My direction would make Orsino less… maybe loved would be the term? Not in a rude, bad way, but in a way where his male servants looked at him a little more like how Maria, Toby, Aguencheek (I won’t be able to spell that by the time the AICE test comes), and the fool look at Malvolio. They’d respect him more than they respect Malvolio but they would take all of his words with a grain of sand. However, Orsino would still be powerful and all, he and all his euniches just wouldn’t be so wimpy all the time. Fencing by day, bathing Orsino by night. Vomit in my mouth. Ha-ha again. Joking because I didn’t actually vomit. Also, I would keep Orsino’s communications with Cesario pretty romantic, because that’s a humor in itself, especially given Shakespeare’s time when homosexuality was very much not represented nor was it written into plays. And, let’s face it, the idea of some big, proud Count guy who claims his love for a mourning Countess actually falling for a short, feminine man who is actually a woman in a decent costume is pretty funny, even today in modern terms. The whole love-confusion is what makes it so funny.
Viola/Cesario would be directed to be more entertained by Olivia, rather than desperately trying to get her point across and desperately trying to please Orsino. In the movie, I felt like Cesario was more concerned for Olivia’s feelings. Where morally, I agree and I would be in the same boat as the movie-Cesario, for the sake of the play, I would encourage Cesario’s lines to be sarcastic. Like “Oh, Olivia, how my master Orsino loooooves you,” or “Wooowwww, let me tell you that you are just soooo beautiful.” And, similarly to Orsino, I would keep Cesario’s interactions with Orsino extremely romantic and her voice and actions stereotypically girly and in a seduction-type way. I.e. twirling her hair, biting her lip, whispering in his ear, you get the picture.
For Olivia (not myself ha-ha) (I should go into comedy for a living), I would make her maybe less sad than she was in the movie and less fake “playing hard to get.” At first in the movie, she tried to hide her desperation for Cesario behind a façade but in my play, she would let all of that desperation hang loose. Because that’s funny. I like how she blows off Orsino in the movie so that can stay. She will just be continually uninterested the moment she hears his name. And he can be like a lost puppy when he hears her name. I think I would have my Olivia regard Malvolio with less respect than in the movie and just be completely disgusted. He’s a weird man.

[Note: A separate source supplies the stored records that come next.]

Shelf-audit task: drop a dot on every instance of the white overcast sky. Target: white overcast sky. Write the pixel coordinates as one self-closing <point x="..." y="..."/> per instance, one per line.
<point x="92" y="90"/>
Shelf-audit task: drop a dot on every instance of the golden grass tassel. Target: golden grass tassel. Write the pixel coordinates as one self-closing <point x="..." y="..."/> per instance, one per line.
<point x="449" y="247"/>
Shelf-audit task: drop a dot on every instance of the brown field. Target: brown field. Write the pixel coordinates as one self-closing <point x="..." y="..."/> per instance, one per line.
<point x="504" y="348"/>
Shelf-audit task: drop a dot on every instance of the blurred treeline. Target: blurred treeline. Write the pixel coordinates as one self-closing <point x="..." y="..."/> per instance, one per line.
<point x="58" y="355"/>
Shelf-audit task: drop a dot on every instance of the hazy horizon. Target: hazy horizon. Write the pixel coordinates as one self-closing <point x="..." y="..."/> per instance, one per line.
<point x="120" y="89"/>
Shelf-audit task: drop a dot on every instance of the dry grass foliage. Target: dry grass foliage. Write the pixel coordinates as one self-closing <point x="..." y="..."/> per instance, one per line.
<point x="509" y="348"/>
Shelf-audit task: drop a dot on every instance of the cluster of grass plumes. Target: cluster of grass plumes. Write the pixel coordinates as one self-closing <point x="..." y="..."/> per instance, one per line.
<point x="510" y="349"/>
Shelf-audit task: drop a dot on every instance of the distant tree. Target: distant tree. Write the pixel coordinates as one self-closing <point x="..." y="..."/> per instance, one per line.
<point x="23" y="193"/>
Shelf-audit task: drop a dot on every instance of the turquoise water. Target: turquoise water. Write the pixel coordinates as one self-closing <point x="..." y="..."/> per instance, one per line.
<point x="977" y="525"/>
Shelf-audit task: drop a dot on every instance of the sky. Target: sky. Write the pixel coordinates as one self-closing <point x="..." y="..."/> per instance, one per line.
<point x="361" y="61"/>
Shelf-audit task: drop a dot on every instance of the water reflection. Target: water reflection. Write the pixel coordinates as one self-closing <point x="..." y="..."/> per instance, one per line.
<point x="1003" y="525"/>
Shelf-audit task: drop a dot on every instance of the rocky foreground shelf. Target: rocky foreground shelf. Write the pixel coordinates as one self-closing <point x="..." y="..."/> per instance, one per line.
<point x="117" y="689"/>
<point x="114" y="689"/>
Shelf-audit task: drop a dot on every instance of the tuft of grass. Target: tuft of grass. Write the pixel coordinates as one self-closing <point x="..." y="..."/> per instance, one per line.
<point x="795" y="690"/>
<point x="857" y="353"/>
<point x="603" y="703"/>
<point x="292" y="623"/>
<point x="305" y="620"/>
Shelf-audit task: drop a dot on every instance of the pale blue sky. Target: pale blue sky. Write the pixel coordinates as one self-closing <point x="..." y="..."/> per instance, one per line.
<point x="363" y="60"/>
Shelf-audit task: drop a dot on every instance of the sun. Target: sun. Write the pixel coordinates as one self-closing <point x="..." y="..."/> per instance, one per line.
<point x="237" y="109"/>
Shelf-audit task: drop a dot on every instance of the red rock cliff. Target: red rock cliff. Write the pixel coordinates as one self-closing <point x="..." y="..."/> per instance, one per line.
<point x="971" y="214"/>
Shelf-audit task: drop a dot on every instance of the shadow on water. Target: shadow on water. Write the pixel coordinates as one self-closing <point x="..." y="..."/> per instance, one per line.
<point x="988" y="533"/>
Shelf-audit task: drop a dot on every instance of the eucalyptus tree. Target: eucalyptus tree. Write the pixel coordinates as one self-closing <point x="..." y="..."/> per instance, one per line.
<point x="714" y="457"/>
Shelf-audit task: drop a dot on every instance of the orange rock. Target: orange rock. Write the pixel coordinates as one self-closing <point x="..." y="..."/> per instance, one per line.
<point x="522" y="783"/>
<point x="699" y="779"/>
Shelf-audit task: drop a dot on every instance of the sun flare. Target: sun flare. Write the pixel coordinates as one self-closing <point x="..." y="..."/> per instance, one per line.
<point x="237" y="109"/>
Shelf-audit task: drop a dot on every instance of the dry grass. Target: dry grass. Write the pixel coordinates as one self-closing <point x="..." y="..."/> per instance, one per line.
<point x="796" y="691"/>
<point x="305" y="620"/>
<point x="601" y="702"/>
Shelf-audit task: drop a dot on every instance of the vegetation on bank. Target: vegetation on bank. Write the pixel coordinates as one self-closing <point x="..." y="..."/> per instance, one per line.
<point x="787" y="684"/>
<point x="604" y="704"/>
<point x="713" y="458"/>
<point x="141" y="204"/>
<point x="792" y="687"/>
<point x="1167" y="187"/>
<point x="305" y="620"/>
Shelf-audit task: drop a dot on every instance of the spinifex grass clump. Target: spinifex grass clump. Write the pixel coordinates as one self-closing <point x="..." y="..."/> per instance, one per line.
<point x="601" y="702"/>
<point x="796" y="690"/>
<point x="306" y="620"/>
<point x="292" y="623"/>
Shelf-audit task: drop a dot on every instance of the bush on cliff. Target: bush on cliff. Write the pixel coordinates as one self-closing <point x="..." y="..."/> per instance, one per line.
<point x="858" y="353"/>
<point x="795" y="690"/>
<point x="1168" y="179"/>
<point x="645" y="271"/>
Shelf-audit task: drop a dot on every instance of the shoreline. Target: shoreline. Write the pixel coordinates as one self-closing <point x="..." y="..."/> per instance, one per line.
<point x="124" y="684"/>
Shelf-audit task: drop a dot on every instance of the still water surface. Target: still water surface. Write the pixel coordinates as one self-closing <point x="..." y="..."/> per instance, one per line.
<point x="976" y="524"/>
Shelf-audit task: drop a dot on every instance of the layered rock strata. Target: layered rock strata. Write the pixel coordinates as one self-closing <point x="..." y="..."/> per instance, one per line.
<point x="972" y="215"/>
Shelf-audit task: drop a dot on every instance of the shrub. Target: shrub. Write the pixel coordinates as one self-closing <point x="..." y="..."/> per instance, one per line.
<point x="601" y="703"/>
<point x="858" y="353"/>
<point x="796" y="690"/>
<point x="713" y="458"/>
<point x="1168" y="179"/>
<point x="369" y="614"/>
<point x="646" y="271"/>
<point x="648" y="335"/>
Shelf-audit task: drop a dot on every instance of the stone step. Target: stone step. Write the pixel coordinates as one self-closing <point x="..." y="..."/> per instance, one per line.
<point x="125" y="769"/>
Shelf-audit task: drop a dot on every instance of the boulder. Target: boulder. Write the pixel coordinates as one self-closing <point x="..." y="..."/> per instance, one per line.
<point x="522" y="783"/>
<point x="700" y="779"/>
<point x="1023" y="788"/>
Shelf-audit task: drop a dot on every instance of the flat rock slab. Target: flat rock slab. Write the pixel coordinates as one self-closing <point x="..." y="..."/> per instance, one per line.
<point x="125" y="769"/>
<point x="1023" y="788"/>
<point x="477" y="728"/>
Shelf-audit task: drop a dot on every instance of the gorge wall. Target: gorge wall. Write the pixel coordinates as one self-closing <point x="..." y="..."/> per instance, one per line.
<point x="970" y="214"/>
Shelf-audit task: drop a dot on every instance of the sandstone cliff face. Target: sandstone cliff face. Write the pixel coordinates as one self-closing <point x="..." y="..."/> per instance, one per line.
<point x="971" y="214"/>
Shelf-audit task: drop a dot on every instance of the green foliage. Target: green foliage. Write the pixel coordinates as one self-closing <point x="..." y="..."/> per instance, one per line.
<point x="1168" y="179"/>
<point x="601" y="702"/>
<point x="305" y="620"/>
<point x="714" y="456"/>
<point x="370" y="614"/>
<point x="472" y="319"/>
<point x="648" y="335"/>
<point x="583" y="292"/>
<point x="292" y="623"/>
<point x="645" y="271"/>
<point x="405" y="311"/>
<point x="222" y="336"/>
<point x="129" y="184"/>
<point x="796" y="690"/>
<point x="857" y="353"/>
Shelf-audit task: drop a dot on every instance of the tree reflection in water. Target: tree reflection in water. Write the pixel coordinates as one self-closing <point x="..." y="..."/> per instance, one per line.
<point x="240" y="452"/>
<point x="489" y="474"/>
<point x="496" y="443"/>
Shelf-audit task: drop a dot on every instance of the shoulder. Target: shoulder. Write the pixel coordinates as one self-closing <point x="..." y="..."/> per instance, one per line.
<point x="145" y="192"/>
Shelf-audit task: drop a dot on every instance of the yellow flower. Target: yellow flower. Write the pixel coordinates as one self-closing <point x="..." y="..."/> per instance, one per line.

Also, my apologies for not using the audio play for reference, they talked pretty fast and I could hardly understand much of their voice inflections.
And, finally, Aguencheek. Or Asscheek I guess. He honestly sounded pretty weird in the audio we listened to and not in a funny way just in a weird way. No offense to his voice except that I would definitely not use that same tone and inflection in my play. I liked more in the movie how he seemed to mirror whatever Toby’s action or emotion was, so I would keep that type of mentality for my play. I also liked how he seemed slightly interested in Toby. Slightly, not too much. But I’d keep him as humorous as I saw him in the movie.
Honestly, I could see my play going one of two ways: really good or really bad. There’s no inbetween. Love it or hate it.